一方、ミーナは口元を手で押さえながらも、頬を紅潮させて目を輝かせていた。
アリシアは顔から火が出そうだったが、落ちるが怖くて、彼の胸元にすがりついていた。
テオドールは、屋敷の廊下を颯爽と通り抜けていく。
その後ろには、いかにも乙女心をこじらせた侍女が、足取り軽くついてくる。
やがてアリシアの部屋の前にたどり着くと、ミーナがすばやく扉を開ける。
中では数人の使用人が掃除をしていたが、テオドールの姿を見るなり、すぐさま礼をして部屋をあとにした。

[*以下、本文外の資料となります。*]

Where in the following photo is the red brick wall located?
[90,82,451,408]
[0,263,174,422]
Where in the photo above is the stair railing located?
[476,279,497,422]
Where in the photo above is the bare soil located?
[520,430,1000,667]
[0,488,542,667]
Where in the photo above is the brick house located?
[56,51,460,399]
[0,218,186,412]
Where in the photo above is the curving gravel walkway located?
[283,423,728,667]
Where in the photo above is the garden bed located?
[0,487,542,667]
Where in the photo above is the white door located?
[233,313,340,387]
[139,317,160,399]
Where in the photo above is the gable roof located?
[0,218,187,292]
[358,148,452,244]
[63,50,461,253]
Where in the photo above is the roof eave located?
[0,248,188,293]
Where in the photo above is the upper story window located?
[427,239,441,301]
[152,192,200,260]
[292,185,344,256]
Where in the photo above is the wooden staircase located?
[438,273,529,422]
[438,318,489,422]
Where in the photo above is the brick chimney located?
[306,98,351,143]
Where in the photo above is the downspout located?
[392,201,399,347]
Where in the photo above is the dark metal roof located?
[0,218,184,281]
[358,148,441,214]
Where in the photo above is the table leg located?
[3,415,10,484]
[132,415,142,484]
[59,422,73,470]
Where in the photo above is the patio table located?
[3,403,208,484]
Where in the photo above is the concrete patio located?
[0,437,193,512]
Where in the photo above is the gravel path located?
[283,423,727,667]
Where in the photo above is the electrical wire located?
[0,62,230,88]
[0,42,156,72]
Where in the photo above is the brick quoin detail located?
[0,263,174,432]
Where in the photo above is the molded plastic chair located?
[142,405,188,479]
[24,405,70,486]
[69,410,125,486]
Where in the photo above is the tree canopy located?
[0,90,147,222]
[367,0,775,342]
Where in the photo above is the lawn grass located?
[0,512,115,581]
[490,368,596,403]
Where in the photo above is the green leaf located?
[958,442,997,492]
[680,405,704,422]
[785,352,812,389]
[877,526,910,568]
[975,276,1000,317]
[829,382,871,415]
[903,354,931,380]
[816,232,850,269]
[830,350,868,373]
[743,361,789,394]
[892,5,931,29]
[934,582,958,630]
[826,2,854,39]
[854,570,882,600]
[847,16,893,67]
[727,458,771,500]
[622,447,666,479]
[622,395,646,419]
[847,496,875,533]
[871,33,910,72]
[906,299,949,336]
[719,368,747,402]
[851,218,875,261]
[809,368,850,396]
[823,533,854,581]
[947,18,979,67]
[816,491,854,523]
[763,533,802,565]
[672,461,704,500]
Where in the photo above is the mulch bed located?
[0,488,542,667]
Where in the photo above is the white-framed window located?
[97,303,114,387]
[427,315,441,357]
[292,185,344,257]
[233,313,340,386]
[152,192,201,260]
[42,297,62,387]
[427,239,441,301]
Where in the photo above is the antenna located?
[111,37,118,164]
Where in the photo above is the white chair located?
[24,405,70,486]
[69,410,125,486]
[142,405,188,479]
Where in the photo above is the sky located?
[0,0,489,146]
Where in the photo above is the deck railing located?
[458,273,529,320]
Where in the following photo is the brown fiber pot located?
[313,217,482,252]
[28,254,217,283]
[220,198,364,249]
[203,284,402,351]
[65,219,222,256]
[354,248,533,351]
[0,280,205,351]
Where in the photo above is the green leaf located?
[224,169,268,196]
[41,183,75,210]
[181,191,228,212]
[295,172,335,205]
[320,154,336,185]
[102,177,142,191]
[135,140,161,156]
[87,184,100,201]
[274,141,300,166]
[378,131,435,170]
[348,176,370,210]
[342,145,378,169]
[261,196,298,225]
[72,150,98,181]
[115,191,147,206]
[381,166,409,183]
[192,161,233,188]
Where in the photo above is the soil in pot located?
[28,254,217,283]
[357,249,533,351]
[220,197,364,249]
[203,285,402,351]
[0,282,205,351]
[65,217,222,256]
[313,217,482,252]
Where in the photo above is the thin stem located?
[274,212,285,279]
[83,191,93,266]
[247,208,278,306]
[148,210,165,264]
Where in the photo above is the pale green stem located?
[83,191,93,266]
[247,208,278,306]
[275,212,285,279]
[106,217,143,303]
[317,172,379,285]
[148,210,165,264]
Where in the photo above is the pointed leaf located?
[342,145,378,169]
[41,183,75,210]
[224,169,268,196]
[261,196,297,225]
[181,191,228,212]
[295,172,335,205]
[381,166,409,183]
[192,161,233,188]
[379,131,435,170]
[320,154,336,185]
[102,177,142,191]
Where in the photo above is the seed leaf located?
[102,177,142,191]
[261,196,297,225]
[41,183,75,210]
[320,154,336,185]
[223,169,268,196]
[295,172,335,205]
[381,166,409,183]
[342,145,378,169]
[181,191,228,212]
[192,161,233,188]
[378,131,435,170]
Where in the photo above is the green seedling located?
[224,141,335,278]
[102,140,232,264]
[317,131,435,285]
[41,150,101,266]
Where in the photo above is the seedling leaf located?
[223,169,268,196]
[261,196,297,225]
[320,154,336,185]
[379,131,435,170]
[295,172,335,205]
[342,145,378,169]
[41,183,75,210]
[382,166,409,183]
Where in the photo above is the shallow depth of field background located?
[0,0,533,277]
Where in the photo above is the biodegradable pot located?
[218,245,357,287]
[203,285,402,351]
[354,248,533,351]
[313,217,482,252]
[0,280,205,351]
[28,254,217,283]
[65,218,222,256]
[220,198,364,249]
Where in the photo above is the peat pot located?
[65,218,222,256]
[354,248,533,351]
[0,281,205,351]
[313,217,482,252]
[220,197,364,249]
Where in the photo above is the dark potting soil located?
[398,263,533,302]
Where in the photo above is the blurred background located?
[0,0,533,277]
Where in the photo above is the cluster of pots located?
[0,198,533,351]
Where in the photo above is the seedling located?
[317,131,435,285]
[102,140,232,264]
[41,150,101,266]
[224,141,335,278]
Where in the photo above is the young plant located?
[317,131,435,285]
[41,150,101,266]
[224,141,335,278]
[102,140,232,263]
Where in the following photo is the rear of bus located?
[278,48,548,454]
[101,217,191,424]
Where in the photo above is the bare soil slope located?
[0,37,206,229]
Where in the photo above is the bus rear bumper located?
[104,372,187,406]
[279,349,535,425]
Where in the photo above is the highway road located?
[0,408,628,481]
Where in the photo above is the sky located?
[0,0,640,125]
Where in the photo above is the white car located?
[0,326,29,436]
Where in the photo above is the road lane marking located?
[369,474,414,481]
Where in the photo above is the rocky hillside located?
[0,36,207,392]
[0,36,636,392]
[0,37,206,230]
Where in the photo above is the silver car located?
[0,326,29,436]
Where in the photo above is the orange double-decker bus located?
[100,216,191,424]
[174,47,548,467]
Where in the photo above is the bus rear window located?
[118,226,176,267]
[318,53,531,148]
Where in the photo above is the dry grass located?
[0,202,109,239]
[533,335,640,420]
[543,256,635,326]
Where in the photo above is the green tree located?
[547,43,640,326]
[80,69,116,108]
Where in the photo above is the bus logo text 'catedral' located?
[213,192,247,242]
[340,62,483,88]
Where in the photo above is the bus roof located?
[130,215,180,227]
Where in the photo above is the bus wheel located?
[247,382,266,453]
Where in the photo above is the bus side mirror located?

テオドールはアリシアをベッドへと運び、丁寧に座らせると、しゃがみ込み、はぁーッと息を整えるように大きく吐いた。
息が少しあがり、額にはうっすらと汗が浮かんでいる。
つかの間ーー
「きゃっ…!」
テオドールが、今度はアリシアのスカートの裾を持ち上げた。
彼の視線が、アリシアの左足に巻かれた包帯に留まる。
彼はその足を支えるように、手を添え、アリシアの顔を見上げた。
アリシアは居心地の悪さを感じて、目をそらした。
「……そういうことか」
テオドールは、そっとアリシアの足を靴の上に戻すと、扉のほうを振り返った。
「ミーナ」
呼ばれたミーナがすぐに現れ、テオドールの指示で、部屋用のスリッパを取りに向かう。
やがて戻ってきた彼女は、テオドールの横にスリッパを置いて下がった。
テオドールは黙ったままそれを手に取り、アリシアの足元に跪くと、片足ずつ履かせる。
その額には、汗が一筋、こめかみを伝っていた。
「……テオドール」
アリシアはハンカチを持った手を伸ばす。
ハンカチの柔らかな布が、彼の額にふれた。
汗を拭う彼女の手を、テオドールが優しくつかむと、ふたりの視線は、自然に重なっていった。
「昨日……君は、君の最善を尽くした。そうだろう?」
落ち着いた低い声だった。
責めるような響きも、とがった怒りもない。
「……テオドール?」
アリシアが名を呼ぶと、彼は微かに目を伏せ、静かに言った。
「すまなかった」
そのまま彼は、つかんでいたアリシアの手をゆっくり持ち上げ、甲にそっと唇を寄せる。
テオドールの瞳から、安堵とも落胆ともつかない様子が感じられて、アリシアはどう受け止めていいのかわからなかった。